We used a Monte Carlo simulation of \(n=21\) samples of data augmented patches (rotation, shrink, scale, noise) to extract prediction results of \(Y={y_1,y_2,\ldots y_N}\). Suppose there are M unique values in Y. For classification tasks, this typically refers to M labels. Assume the frequency of the m unique value is \(p_m\), then \(H(Y \mid X)\) is approximated as:

$$\begin{aligned} H(Y \mid X)= - \sum _{m=1}^{M} p_m ln(p_m) \end{aligned}$$

(2)

The frequency of the prediction of a specific patch is given by \(p_m=arg_{y}max(p(y \mid X))\).

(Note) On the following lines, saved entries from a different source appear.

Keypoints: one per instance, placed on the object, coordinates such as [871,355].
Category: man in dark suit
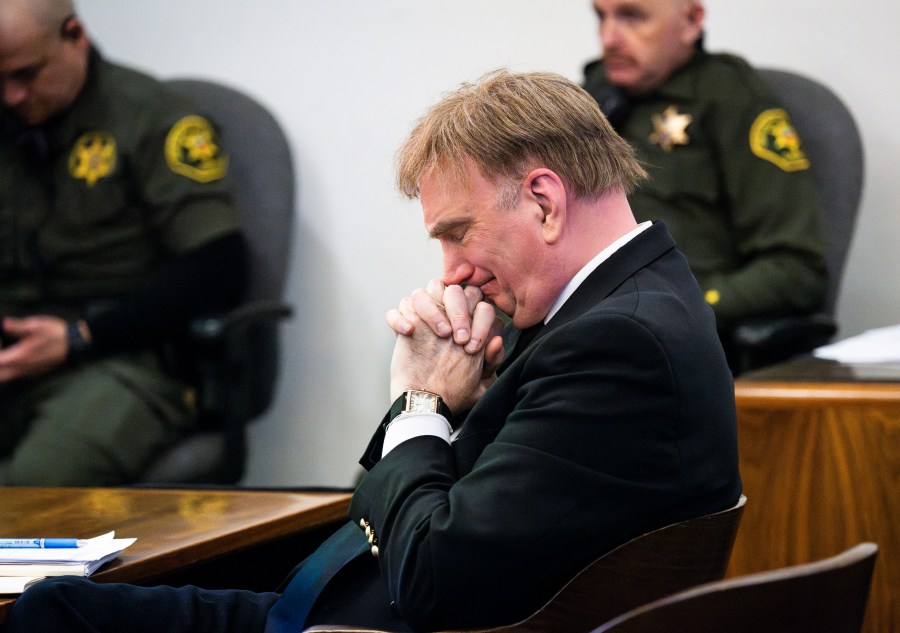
[489,487]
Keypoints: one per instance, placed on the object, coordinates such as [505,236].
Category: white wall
[347,78]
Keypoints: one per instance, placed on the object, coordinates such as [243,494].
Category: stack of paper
[20,567]
[880,345]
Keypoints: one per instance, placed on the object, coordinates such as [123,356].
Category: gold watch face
[421,401]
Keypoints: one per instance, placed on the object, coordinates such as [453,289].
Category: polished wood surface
[820,460]
[175,528]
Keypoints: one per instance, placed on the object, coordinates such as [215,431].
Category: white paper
[96,548]
[880,345]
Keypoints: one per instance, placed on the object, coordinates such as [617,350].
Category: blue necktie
[290,611]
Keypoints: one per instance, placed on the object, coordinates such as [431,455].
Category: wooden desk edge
[119,569]
[751,392]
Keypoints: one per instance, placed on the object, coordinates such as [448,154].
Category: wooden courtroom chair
[827,596]
[641,570]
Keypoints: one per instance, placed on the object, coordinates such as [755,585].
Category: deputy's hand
[39,345]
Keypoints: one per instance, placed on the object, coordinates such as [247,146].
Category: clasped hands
[448,343]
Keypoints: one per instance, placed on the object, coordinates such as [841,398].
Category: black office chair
[827,596]
[233,358]
[832,142]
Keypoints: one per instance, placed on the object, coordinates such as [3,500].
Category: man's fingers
[398,322]
[430,311]
[456,305]
[482,326]
[473,295]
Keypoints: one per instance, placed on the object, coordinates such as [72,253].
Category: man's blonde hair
[507,124]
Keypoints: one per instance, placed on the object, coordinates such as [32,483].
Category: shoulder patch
[93,156]
[773,138]
[192,150]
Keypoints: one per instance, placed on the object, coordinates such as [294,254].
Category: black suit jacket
[617,419]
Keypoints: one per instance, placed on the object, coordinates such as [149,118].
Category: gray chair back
[832,141]
[236,383]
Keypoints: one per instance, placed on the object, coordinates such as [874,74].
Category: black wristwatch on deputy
[79,345]
[417,400]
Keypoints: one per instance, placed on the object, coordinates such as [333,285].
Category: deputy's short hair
[507,124]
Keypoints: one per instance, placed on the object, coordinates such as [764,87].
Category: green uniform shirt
[729,178]
[92,204]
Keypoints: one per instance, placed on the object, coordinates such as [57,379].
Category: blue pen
[42,543]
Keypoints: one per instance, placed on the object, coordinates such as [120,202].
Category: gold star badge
[669,128]
[93,157]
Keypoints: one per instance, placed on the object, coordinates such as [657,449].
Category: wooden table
[820,460]
[212,538]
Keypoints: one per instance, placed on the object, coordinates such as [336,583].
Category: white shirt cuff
[409,425]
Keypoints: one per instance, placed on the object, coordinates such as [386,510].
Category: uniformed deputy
[116,226]
[727,171]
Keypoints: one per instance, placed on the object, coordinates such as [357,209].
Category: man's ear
[695,13]
[544,187]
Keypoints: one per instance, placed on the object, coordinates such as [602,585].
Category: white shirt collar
[588,268]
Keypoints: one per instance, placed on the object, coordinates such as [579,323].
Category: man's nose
[13,92]
[609,34]
[456,270]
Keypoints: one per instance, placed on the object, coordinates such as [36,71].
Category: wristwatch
[79,346]
[416,400]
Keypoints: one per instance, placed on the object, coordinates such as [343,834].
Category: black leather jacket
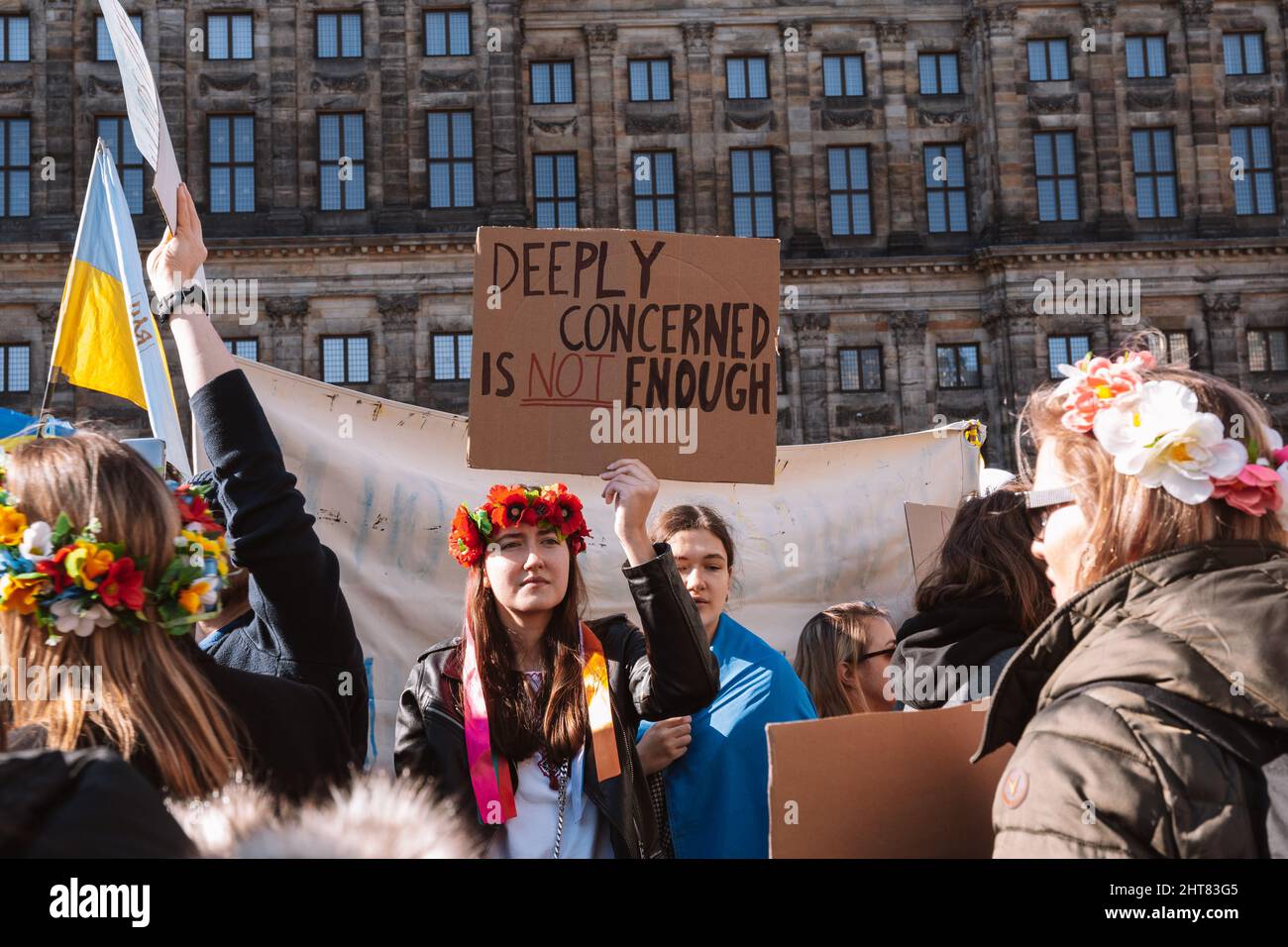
[665,671]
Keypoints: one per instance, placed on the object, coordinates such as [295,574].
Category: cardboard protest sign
[883,785]
[927,528]
[596,344]
[147,119]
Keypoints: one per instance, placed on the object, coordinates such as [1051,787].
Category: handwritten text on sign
[590,346]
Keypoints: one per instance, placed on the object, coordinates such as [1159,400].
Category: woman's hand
[665,742]
[178,258]
[631,487]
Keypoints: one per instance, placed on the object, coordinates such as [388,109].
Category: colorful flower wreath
[1155,433]
[549,506]
[73,582]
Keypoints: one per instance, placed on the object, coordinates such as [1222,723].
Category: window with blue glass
[14,39]
[244,348]
[842,75]
[451,158]
[653,172]
[1056,171]
[1154,166]
[14,167]
[116,133]
[849,191]
[649,80]
[339,35]
[447,33]
[103,51]
[552,82]
[1048,60]
[938,73]
[958,365]
[452,354]
[346,360]
[861,368]
[1065,350]
[1254,189]
[232,163]
[230,37]
[747,76]
[14,368]
[752,192]
[342,161]
[1244,54]
[1146,56]
[945,188]
[554,183]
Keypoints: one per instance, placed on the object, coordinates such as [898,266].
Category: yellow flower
[12,526]
[88,562]
[20,594]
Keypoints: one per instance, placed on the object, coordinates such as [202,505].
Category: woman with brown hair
[1147,701]
[983,598]
[103,567]
[528,718]
[841,657]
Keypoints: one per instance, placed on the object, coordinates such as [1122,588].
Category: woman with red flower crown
[527,720]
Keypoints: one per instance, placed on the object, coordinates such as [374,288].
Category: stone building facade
[917,318]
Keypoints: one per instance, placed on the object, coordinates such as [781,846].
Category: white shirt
[532,832]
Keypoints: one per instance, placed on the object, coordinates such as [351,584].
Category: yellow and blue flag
[107,339]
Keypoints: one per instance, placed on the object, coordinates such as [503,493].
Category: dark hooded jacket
[82,804]
[1107,774]
[956,641]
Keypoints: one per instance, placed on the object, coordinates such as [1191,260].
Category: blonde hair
[837,634]
[153,697]
[1128,521]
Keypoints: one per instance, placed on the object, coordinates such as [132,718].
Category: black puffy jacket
[665,671]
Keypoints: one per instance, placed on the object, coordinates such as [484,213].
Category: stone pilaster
[601,42]
[901,159]
[1222,320]
[286,317]
[804,240]
[1212,187]
[999,42]
[284,116]
[398,315]
[395,142]
[914,393]
[509,208]
[811,355]
[697,48]
[1112,223]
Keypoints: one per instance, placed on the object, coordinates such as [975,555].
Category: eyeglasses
[1042,502]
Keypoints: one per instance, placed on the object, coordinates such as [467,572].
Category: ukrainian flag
[107,339]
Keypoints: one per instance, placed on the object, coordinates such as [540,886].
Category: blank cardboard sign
[927,528]
[884,785]
[596,344]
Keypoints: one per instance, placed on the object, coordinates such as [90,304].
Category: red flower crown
[549,506]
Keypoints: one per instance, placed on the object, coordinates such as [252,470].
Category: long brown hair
[154,698]
[555,720]
[1127,519]
[836,634]
[988,552]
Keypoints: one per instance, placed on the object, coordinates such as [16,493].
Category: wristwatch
[167,304]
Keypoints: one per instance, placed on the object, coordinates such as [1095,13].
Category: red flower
[1254,489]
[465,541]
[123,585]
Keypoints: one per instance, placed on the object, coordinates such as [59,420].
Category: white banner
[384,479]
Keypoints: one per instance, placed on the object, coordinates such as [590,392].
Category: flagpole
[47,402]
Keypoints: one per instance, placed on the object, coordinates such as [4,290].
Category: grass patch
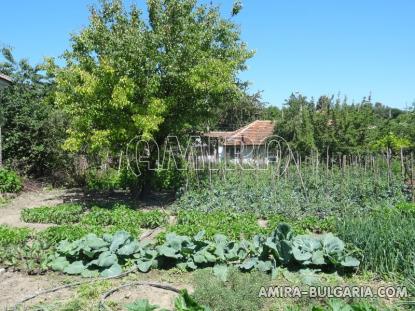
[238,293]
[13,236]
[317,193]
[386,238]
[60,214]
[121,215]
[233,225]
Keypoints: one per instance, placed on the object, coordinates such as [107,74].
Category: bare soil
[10,213]
[17,286]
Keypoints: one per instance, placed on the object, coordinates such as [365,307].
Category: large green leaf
[106,259]
[59,264]
[144,266]
[112,271]
[221,271]
[350,261]
[169,252]
[118,240]
[129,249]
[75,268]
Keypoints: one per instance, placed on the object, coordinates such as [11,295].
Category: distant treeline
[330,124]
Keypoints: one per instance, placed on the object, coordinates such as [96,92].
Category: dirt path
[10,213]
[20,285]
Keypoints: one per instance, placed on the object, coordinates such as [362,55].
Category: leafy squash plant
[92,256]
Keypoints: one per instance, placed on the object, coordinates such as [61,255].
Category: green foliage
[13,236]
[185,302]
[185,66]
[110,179]
[170,176]
[233,225]
[32,258]
[406,208]
[238,293]
[296,194]
[33,129]
[122,216]
[305,224]
[334,126]
[141,305]
[9,181]
[98,221]
[385,238]
[60,214]
[55,234]
[91,254]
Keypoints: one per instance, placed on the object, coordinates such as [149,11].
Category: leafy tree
[33,129]
[126,76]
[296,125]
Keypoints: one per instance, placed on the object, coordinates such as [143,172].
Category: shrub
[92,254]
[305,224]
[54,235]
[238,293]
[233,225]
[13,236]
[60,214]
[386,238]
[10,181]
[110,179]
[352,191]
[122,216]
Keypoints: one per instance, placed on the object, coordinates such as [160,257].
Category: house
[247,144]
[4,81]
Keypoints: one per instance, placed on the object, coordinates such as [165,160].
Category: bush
[122,216]
[233,225]
[60,214]
[54,235]
[110,179]
[13,236]
[238,293]
[386,238]
[305,224]
[349,192]
[10,181]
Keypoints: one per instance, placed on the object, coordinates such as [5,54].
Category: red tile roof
[255,133]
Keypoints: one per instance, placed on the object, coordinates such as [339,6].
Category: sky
[315,47]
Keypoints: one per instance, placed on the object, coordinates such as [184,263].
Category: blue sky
[352,47]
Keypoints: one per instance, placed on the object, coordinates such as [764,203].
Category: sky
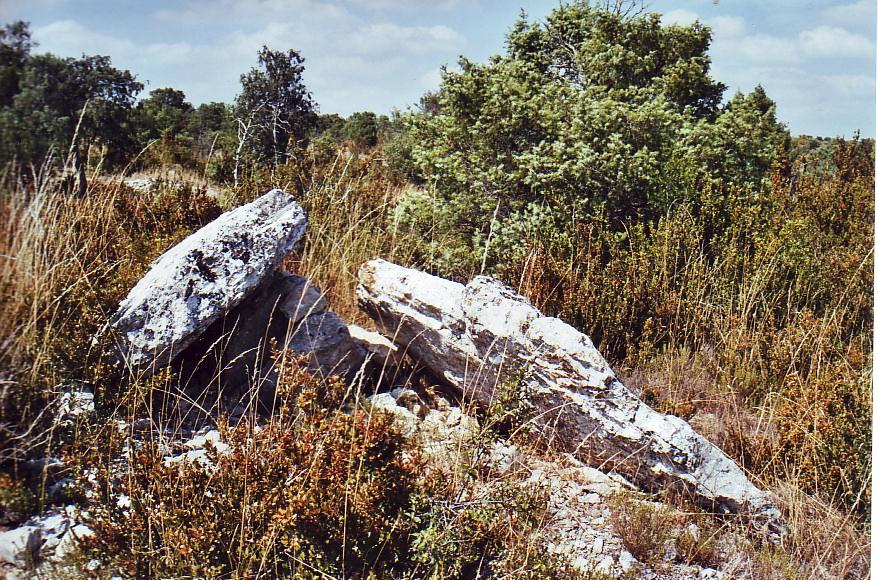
[816,59]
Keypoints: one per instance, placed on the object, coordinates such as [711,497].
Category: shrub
[645,528]
[314,491]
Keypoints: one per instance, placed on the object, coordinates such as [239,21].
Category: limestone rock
[471,335]
[236,351]
[197,281]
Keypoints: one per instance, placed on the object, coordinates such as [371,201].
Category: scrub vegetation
[721,264]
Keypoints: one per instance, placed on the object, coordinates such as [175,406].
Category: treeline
[78,113]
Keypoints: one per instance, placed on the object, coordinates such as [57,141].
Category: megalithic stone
[197,281]
[469,335]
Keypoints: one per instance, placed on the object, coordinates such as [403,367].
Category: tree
[15,47]
[361,129]
[274,111]
[69,105]
[165,110]
[591,112]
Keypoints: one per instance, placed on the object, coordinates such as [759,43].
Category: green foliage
[17,501]
[645,528]
[15,47]
[66,104]
[590,114]
[485,536]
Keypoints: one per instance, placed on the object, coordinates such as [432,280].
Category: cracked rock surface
[468,336]
[197,281]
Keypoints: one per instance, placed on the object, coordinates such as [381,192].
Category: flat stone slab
[197,281]
[477,336]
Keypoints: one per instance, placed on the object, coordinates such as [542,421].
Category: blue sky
[816,59]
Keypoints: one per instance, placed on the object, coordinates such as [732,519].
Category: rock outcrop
[286,311]
[472,336]
[200,279]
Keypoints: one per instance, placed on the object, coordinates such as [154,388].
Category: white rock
[469,335]
[205,275]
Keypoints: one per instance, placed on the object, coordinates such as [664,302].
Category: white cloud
[728,26]
[70,38]
[388,38]
[851,15]
[849,85]
[826,41]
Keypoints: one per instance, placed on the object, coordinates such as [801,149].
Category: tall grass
[759,331]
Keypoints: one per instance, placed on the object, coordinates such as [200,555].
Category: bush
[314,491]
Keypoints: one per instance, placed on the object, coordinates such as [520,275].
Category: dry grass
[769,364]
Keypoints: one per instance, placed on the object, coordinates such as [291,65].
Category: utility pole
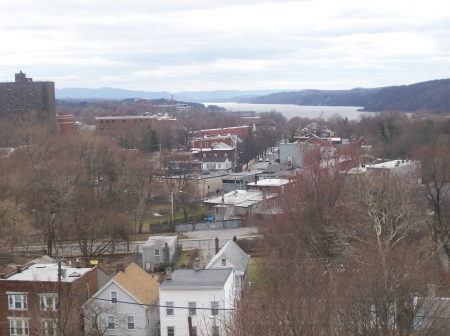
[171,197]
[191,331]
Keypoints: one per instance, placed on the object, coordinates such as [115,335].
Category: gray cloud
[180,45]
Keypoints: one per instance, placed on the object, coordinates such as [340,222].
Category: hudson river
[290,111]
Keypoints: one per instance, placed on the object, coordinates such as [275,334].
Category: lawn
[253,269]
[167,217]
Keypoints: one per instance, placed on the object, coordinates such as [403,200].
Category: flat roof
[126,117]
[269,182]
[226,128]
[241,198]
[391,164]
[203,278]
[159,241]
[48,272]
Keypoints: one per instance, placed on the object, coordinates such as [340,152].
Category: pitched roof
[234,253]
[139,283]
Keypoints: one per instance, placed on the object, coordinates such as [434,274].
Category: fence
[218,225]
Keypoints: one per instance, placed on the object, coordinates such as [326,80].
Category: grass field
[253,270]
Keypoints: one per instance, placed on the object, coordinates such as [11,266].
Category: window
[214,308]
[18,301]
[169,308]
[18,327]
[48,301]
[113,297]
[192,308]
[130,322]
[48,327]
[111,323]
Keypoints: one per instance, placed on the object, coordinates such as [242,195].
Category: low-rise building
[232,256]
[238,181]
[239,131]
[205,295]
[126,305]
[239,203]
[158,250]
[38,299]
[273,185]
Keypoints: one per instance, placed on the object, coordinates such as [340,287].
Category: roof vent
[168,273]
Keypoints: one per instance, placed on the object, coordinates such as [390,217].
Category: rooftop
[234,253]
[139,283]
[393,164]
[240,198]
[48,272]
[126,117]
[204,278]
[160,241]
[269,182]
[226,128]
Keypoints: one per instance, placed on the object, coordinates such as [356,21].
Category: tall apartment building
[23,95]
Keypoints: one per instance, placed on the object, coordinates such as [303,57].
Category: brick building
[65,123]
[34,298]
[211,141]
[114,125]
[239,131]
[270,185]
[23,95]
[217,151]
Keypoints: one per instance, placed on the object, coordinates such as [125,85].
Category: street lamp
[171,197]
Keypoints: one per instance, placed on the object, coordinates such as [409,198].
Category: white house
[232,256]
[157,250]
[207,295]
[126,305]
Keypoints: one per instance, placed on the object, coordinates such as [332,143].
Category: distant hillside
[431,95]
[119,94]
[354,97]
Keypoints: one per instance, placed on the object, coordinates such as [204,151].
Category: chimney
[217,244]
[167,252]
[168,273]
[120,267]
[264,199]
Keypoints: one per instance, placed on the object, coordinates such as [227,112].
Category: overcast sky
[193,45]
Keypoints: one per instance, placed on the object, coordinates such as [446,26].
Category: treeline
[431,95]
[81,188]
[355,254]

The epistemic uncertainty was estimated by using Monte Carlo dropout layers in the multi-preceptor level of the networks (Fig. 1b). The simulation number was again T = 21 (where T the times that the dataset feds to the networks). The average result was given by:

$$\begin{aligned} E(y)= \frac{1}{T} \sum _{t=1}^T{x_t} \end{aligned}$$

(3)

The epistemic uncertainty computed by the variance operation of:

$$\begin{aligned} Var(y)= \sigma ^2 + \frac{1}{T} \sum _{t=1}^T{f(y_t(x))^T f(y_t(x)) - E[y]^T E[y]} \end{aligned}$$

(4)

where x denotes the input features from training images, the predictive mean E[y] denotes the expected model output given the input x, and \(\sigma ^2\) denotes the aleatoric uncertainty. This process was repeated T times for T independent identical distributions \({y_1(x),\ldots ,y_T(x)}\). These output values are empirical samples from an approximate predictive distribution.

Statistical analysis

Continuous variables were presented as proportions, means ± standard deviations, or median and interquartile range for data not following a normal distribution. We used an ANOVA analysis with \(\text {{p}}\)-value 0.05 to calculate the statistically significantly differences between the different deep learning classifiers. The statistical analyses were carried out using the lifelines and Python³⁵) and R libraries³⁶.

Ethics approval

The methods were performed in accordance with relevant guidelines and regulations and approved by ASPIRE registry (Assessing the Spectrum of Pulmonary Hypertension Identified at a Referral Centre), reference c06/Q2308/8; REC 17/YH/0016.